Ashlei Spivey of the Protect Our Rights petition effort announces that her abortion-rights group collected a record 207,000 signatures. (Aaron Sanderford/Nebraska Examiner)

LINCOLN, Nebraska — The Nebraska Supreme Court won’t stop the state’s voters from being the first nationally to weigh competing abortion-related initiatives on the same ballot since Roe v. Wade was overturned in 2022.

The court weighed constitutional questions this week raised by three lawsuits: two seeking to block an abortion-rights amendment and one arguing that both measures should appear on the ballot or neither should reach it.

Justices, in a unanimous 7-0 ruling, decided both initiatives met the Nebraska Constitutional requirement that ballot measures cover no more than a single connected legal subject.

The court has typically applied the single-subject rule more strictly to ballot initiatives than to bills passed by the Legislature. Justices’ questions during Monday’s oral arguments hinted some were open to a broader view.

Lawyers for both amendments had argued that their measures each passed the single subject test because they fit under broader subject statements and because abortion-related laws had covered similar changes.

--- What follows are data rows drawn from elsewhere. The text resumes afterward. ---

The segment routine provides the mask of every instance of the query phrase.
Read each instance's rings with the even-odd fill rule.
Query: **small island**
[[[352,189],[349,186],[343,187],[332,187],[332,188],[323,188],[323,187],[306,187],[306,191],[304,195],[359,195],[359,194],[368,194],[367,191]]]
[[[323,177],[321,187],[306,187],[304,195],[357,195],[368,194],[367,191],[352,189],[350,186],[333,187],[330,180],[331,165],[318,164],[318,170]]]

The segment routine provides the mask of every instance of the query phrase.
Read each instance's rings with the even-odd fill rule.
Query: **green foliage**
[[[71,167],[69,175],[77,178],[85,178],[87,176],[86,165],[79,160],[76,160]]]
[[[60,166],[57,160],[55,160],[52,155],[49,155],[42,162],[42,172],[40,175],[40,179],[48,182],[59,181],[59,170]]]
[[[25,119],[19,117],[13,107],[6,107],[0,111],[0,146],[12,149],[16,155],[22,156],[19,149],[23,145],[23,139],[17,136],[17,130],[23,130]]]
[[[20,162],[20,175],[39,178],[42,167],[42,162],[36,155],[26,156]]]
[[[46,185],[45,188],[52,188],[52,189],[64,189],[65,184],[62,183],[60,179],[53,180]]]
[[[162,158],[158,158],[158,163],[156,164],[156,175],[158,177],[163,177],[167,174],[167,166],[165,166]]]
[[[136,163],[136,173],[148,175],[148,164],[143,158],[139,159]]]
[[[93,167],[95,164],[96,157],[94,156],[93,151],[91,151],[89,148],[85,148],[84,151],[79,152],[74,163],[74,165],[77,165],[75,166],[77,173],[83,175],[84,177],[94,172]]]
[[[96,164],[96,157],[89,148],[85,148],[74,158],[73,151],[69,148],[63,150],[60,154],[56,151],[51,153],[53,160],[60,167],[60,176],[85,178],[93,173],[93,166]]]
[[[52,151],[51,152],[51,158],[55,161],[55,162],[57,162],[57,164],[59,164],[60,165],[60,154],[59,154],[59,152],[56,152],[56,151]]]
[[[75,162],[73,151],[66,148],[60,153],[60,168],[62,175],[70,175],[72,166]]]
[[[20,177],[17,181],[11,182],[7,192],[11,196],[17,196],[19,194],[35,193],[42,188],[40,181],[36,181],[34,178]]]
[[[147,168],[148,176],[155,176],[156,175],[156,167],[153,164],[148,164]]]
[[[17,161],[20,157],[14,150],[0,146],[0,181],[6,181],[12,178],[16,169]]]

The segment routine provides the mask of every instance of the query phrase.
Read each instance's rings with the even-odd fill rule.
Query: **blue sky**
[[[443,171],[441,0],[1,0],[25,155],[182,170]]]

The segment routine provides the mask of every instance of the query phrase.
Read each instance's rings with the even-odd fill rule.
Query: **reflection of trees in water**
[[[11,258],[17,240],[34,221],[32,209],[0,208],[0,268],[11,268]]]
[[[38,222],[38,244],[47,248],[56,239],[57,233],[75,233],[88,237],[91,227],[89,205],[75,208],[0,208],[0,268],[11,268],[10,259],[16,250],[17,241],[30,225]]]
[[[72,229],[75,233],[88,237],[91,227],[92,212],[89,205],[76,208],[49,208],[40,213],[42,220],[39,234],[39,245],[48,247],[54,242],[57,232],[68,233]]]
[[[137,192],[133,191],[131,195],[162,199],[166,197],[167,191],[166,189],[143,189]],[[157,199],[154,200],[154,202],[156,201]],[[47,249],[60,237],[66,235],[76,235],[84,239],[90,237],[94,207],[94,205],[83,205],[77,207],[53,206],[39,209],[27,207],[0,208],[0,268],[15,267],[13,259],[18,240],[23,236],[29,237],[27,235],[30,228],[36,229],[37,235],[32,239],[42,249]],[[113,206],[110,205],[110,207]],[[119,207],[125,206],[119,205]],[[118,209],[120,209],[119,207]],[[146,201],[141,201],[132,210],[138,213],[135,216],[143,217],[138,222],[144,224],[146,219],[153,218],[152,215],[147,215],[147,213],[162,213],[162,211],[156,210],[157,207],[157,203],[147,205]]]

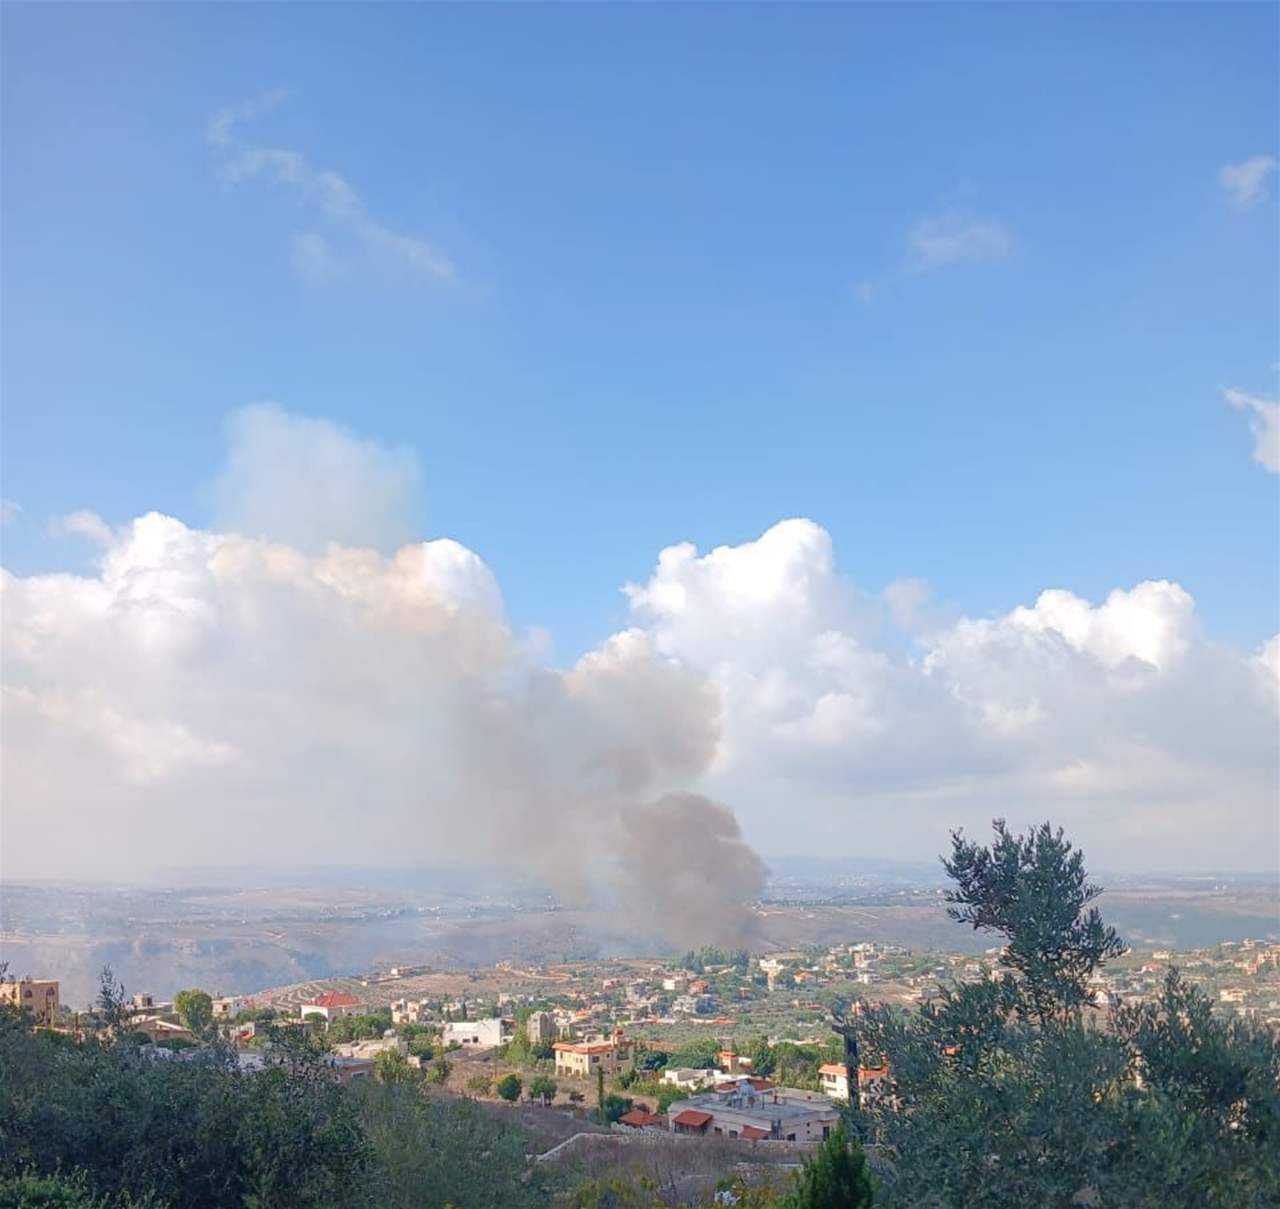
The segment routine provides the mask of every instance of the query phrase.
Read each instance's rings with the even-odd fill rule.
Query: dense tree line
[[[521,1132],[473,1101],[423,1096],[403,1059],[341,1088],[304,1037],[281,1034],[272,1053],[245,1074],[218,1047],[157,1056],[127,1035],[76,1041],[5,1014],[0,1205],[546,1203]]]

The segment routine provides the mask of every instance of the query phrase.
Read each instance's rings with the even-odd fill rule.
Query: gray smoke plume
[[[746,934],[760,862],[678,792],[719,697],[642,632],[541,667],[449,541],[105,540],[95,574],[5,577],[7,875],[499,860],[682,945]]]
[[[764,891],[766,869],[733,811],[696,793],[669,793],[624,811],[621,830],[620,888],[630,910],[657,919],[681,947],[753,947],[749,906]]]

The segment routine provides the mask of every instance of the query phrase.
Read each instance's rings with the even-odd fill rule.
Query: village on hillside
[[[867,1107],[889,1086],[874,1055],[857,1069],[846,1061],[834,1003],[910,1010],[991,977],[998,959],[996,949],[974,957],[855,942],[760,955],[703,948],[665,962],[393,965],[252,995],[136,992],[122,1015],[157,1054],[216,1042],[244,1071],[268,1065],[282,1030],[294,1030],[323,1048],[340,1083],[414,1071],[439,1094],[523,1113],[547,1153],[602,1132],[804,1150],[830,1135],[843,1104]],[[1126,954],[1094,979],[1099,1016],[1152,996],[1171,966],[1219,1013],[1280,1029],[1280,944],[1254,940]],[[66,1031],[92,1028],[97,1014],[63,1005],[52,979],[0,983],[0,1002]]]

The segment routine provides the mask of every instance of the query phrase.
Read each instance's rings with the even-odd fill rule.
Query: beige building
[[[195,1034],[180,1024],[171,1024],[168,1020],[157,1020],[151,1017],[146,1020],[130,1021],[128,1029],[131,1033],[144,1033],[152,1045],[162,1041],[195,1042]]]
[[[425,999],[397,999],[391,1004],[392,1024],[425,1024],[431,1019],[431,1005]]]
[[[552,1049],[556,1054],[557,1075],[577,1075],[595,1078],[597,1070],[613,1074],[631,1060],[635,1045],[621,1029],[614,1029],[608,1037],[588,1037],[583,1041],[557,1041]]]
[[[524,1031],[530,1045],[549,1045],[560,1033],[556,1018],[550,1012],[531,1012]]]
[[[57,980],[24,978],[20,982],[0,982],[0,1003],[34,1016],[38,1024],[54,1024],[59,1008]]]

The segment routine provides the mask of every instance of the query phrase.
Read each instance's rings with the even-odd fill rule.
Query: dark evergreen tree
[[[872,1197],[867,1156],[841,1121],[805,1163],[783,1206],[785,1209],[864,1209],[871,1204]]]

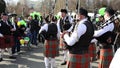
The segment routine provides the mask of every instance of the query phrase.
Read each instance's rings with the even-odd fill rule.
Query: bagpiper
[[[72,31],[73,29],[73,19],[68,15],[68,11],[66,9],[61,9],[61,18],[58,20],[58,29],[60,31],[60,35],[65,31]],[[60,47],[63,49],[64,59],[61,65],[65,65],[67,63],[67,53],[68,50],[64,48],[63,38],[60,37]]]
[[[59,56],[59,32],[57,26],[57,18],[52,17],[50,23],[44,24],[39,33],[43,33],[45,37],[44,42],[44,62],[45,68],[49,68],[49,63],[51,68],[55,68],[55,57]]]
[[[11,59],[15,59],[16,57],[12,55],[12,46],[14,45],[14,38],[12,35],[12,32],[15,31],[15,28],[13,25],[11,25],[11,22],[8,21],[8,15],[6,13],[3,13],[1,15],[2,19],[0,21],[0,61],[3,60],[3,53],[4,49],[7,48],[8,52],[10,54]]]
[[[98,68],[108,68],[110,62],[113,58],[113,50],[112,50],[112,34],[114,31],[114,22],[110,20],[111,16],[113,16],[115,11],[107,7],[105,9],[104,19],[106,26],[102,27],[99,30],[96,30],[94,33],[94,37],[98,37],[97,40],[100,42],[100,62]],[[112,36],[111,36],[112,35]]]
[[[90,68],[88,48],[94,34],[94,28],[86,9],[80,8],[78,19],[80,21],[76,23],[71,36],[68,32],[63,35],[69,50],[67,68]]]

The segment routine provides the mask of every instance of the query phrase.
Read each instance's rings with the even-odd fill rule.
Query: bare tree
[[[111,5],[115,10],[120,10],[120,0],[112,0],[111,1]]]
[[[1,3],[3,0],[0,0],[0,7],[2,4]],[[22,1],[22,2],[21,2]],[[7,4],[7,9],[9,12],[13,13],[14,11],[17,14],[29,14],[29,8],[28,6],[28,1],[29,0],[20,0],[20,2],[16,5],[10,5]],[[62,8],[66,7],[66,0],[57,0],[54,8],[54,13],[58,13]],[[86,8],[89,12],[93,12],[96,8],[101,8],[103,5],[106,6],[112,6],[114,9],[119,9],[120,10],[120,1],[119,0],[80,0],[80,7]],[[35,10],[40,11],[41,14],[49,14],[52,12],[54,0],[44,0],[42,2],[36,2],[35,3]],[[77,5],[77,0],[68,0],[68,10],[75,11],[76,10],[76,5]],[[6,6],[4,6],[6,7]],[[3,8],[1,9],[3,10]],[[1,12],[1,11],[0,11]]]

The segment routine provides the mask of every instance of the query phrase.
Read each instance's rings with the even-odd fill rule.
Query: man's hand
[[[11,29],[11,31],[15,31],[15,30],[16,30],[16,29],[14,29],[14,28],[13,28],[13,29]]]
[[[62,35],[61,35],[61,38],[64,37],[65,34],[69,33],[68,31],[63,31]]]

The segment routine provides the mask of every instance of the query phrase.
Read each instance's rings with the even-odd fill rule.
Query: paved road
[[[8,53],[5,53],[4,61],[0,62],[0,68],[45,68],[44,57],[42,54],[43,45],[39,45],[38,48],[32,48],[28,50],[26,47],[22,48],[20,55],[17,55],[16,60],[8,59]],[[60,51],[60,56],[56,58],[57,68],[65,68],[61,66],[63,55]],[[93,62],[92,68],[97,68],[98,61]]]

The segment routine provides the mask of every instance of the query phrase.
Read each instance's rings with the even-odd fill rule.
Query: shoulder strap
[[[64,23],[63,23],[63,20],[61,18],[60,21],[59,21],[59,26],[60,26],[61,32],[63,32],[63,25],[64,25]]]
[[[69,16],[67,16],[66,19],[65,19],[65,24],[66,24],[66,23],[67,23],[67,24],[70,23],[70,21],[69,21]]]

Many of the arguments against the abortion-rights amendment hinged on whether creating a new right to abortion and then defining the timing and clarifying who gets to decide counted as a singular change.

Part of the legal argument against the abortion-restrictions amendment hinged on whether adding exceptions to the ban after the first trimester constituted a second subject.

“We have followed and continue to follow the natural and necessary connection test that we have set forth as follows: Where the limits of a proposed law, having natural and necessary connection with each other, and, together, are a part of one general subject, the proposal is a single and not a dual proposition,” Justice Lindsey Miller-Lerman wrote for the court.

Likely the last hurdle

The court’s decision is likely the last legal hurdle to placing dueling amendments on the November ballot from Protect Our Rights and Protect Women and Children.

Friday is the deadline for Nebraska Secretary of State Bob Evnen to finalize the fall ballot, a date driven by federal law and the need to send ballots by mail to Nebraskans deployed by the military or abroad.

The abortion-rights amendment by Protect Our Rights would codify a right to abortion until “fetal viability,” as defined by a treating health care provider. It sets no specific number of weeks.

The scientific standard for viability is at about 22-24 weeks gestation. Nebraska’s law on abortion timing, which the Legislature passed in 2023, prohibits abortions after 12 weeks gestational age.

The abortion-restrictions amendment by Protect Women and Children would outlaw most abortions after the first trimester of pregnancy. It sets no floor on how early the Legislature could ban abortions. It would let state senators pass an outright ban in the future.

Both proposed amendments include exceptions language: for the life or health of the mother in the abortion-rights initiative and for the life of the mother and in cases of rape or incest in the restrictions amendment.